Crunches also build endurance in abdominal muscles. By being an isolated exercise, they help achieve abdominal endurance faster and more effectively when compared against other ab exercises. As the purpose of your abs is to stabilize your mid-section, help you have a good posture, and support you when lifting heavy objects, one of the best benefits of crunches is that they help you achieve exactly that – which makes them quite the functional exercise.
How to do a proper crunch?
- Lie down on your back and bend your knees
- Put your hands behind your head or cross them so that palms are touching opposite shoulders
- Draw in your belly button towards your spine and lift your head, neck and shoulders off the floor (no higher), exhaling while going up.
- Pause, inhale, and return to the staring position. Make sure that your feet, low back and tailbone never lose contact with the ground as you roll up and down.
What are the benefits of sit ups and how to do a proper sit up?
As I already mentioned, sit ups work more muscles in your body as opposed to abs only. They are a bodyweight exercise, just like crunches, but the fact that they engage multiple muscle groups means that they are more beneficial for toning your body and developing functional strength compared to crunches. Another of the great benefits of doing sit ups is that they do a great job at stabilizing your muscles and strengthening your core while protecting your spine.

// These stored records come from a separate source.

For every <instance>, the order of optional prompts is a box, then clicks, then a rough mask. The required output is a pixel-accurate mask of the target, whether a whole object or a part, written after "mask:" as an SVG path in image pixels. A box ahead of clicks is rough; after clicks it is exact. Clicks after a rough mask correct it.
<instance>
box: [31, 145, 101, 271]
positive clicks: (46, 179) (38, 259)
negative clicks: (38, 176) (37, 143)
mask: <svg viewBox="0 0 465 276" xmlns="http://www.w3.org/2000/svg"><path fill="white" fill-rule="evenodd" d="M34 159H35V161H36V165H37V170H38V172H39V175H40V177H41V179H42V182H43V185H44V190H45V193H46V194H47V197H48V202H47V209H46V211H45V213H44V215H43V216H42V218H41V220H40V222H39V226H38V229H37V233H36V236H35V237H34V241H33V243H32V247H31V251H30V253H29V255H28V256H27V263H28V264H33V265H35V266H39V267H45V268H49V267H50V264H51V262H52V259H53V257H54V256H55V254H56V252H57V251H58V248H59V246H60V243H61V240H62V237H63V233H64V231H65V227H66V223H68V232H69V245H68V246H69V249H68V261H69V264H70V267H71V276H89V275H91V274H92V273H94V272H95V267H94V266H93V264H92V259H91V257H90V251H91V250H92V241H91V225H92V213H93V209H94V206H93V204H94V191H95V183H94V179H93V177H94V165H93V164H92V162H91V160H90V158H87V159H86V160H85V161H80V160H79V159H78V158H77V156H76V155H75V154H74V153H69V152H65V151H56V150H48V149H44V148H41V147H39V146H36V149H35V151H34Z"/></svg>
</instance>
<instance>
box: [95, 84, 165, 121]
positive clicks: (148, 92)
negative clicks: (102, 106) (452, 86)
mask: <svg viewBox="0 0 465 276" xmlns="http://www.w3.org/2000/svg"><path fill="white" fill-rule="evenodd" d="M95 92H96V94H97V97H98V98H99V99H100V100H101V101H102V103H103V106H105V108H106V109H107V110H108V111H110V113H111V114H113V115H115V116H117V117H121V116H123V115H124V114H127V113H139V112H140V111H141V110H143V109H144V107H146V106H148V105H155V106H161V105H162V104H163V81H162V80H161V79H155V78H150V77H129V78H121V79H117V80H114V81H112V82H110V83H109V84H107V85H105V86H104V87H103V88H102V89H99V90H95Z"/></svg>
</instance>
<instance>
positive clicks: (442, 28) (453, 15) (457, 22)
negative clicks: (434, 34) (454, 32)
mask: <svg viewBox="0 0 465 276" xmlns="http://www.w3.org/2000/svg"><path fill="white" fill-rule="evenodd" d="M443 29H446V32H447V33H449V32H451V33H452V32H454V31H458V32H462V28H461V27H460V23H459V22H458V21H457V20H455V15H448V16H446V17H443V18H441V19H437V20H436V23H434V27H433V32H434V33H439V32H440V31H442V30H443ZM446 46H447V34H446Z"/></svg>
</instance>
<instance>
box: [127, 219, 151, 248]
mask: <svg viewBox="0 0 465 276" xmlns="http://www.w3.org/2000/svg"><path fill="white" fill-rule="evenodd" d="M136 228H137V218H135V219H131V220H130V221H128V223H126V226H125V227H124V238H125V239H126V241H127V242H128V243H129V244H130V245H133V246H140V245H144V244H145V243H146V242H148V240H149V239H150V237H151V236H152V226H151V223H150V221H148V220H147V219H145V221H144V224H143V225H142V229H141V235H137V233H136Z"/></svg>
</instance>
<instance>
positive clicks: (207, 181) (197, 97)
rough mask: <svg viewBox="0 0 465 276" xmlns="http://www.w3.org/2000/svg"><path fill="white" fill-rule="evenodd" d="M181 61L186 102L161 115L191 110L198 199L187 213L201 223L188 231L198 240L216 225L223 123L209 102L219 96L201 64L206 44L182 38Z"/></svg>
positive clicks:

Doing sit ups will help you increase your range of motion and flexibility, which will in turn help you maintain a good posture and reduce the risk of back injury or strain.
Here is how to perform a full sit up:
- Bend your knees and place your feet flat on the floor
- Put your hands behind your head or cross them to opposite shoulders
- Draw in your belly button towards your spine
- Lift your upper body pulling up from the floor until your elbows reach the knees. Exhale while lifting up.
- Pause for a second, and then slowly bring your upper body back to the floor. Inhale while lowering.
How about different varieties of each?
When considering each exercise, it is important to note that the crunch offers a far more versatile training program if you know how to vary the basic movement. We published an entire article, with a free video from our workout program, where you can gather some ideas on doing a variety of crunches or a palate of other ab exercises, so make sure to take a look.
The sit up, on the other hand, is not an easy movement to modify. You can hold one dumbbell in your hand in order to increase the resistance on your abs and lower back, or perhaps extend your arm as you reach the highest point going upwards. Another option would be to make a slight twist with your core and therefore target your obliques too.
If you need a comprehensive program that includes some of the most advanced abdominal workouts incorporated across a number of bodyweight training sessions, make sure to check our platform Fitness Updated, where you can find complete nutritional breakdown, recipes, and smart bodyweight training videos.
Sit ups vs. crunches – the verdict
While sit ups engage more muscles, they undoubtedly put more strain and stress on your spine, including the neck. However, if not done with proper form, crunches can also lead to back pain, especially in beginners.
As for their input in achieving the desired flat belly, they are both excellent for developing and strengthening core muscles. But, if you are still looking for a definite answer to the question “Sit ups or crunches for flat stomach”, the answer goes beyond the crunches vs. sit ups debate. No ab exercise burns fat, and getting a flat tummy requires combination of these exercises with a healthy, low-calorie diet as well as regular cardio exercises.
As part of a comprehensive exercise routine, both the crunch and the sit up can help you lose body fat by contributing to an increase of your metabolic rate, as well as a slight but significant increase in muscle tissue around your abdomen. They alone won’t shrink your tummy, but will speed the weight loss process dramatically – and as you lose belly fat, your newly strengthened abs will start showing.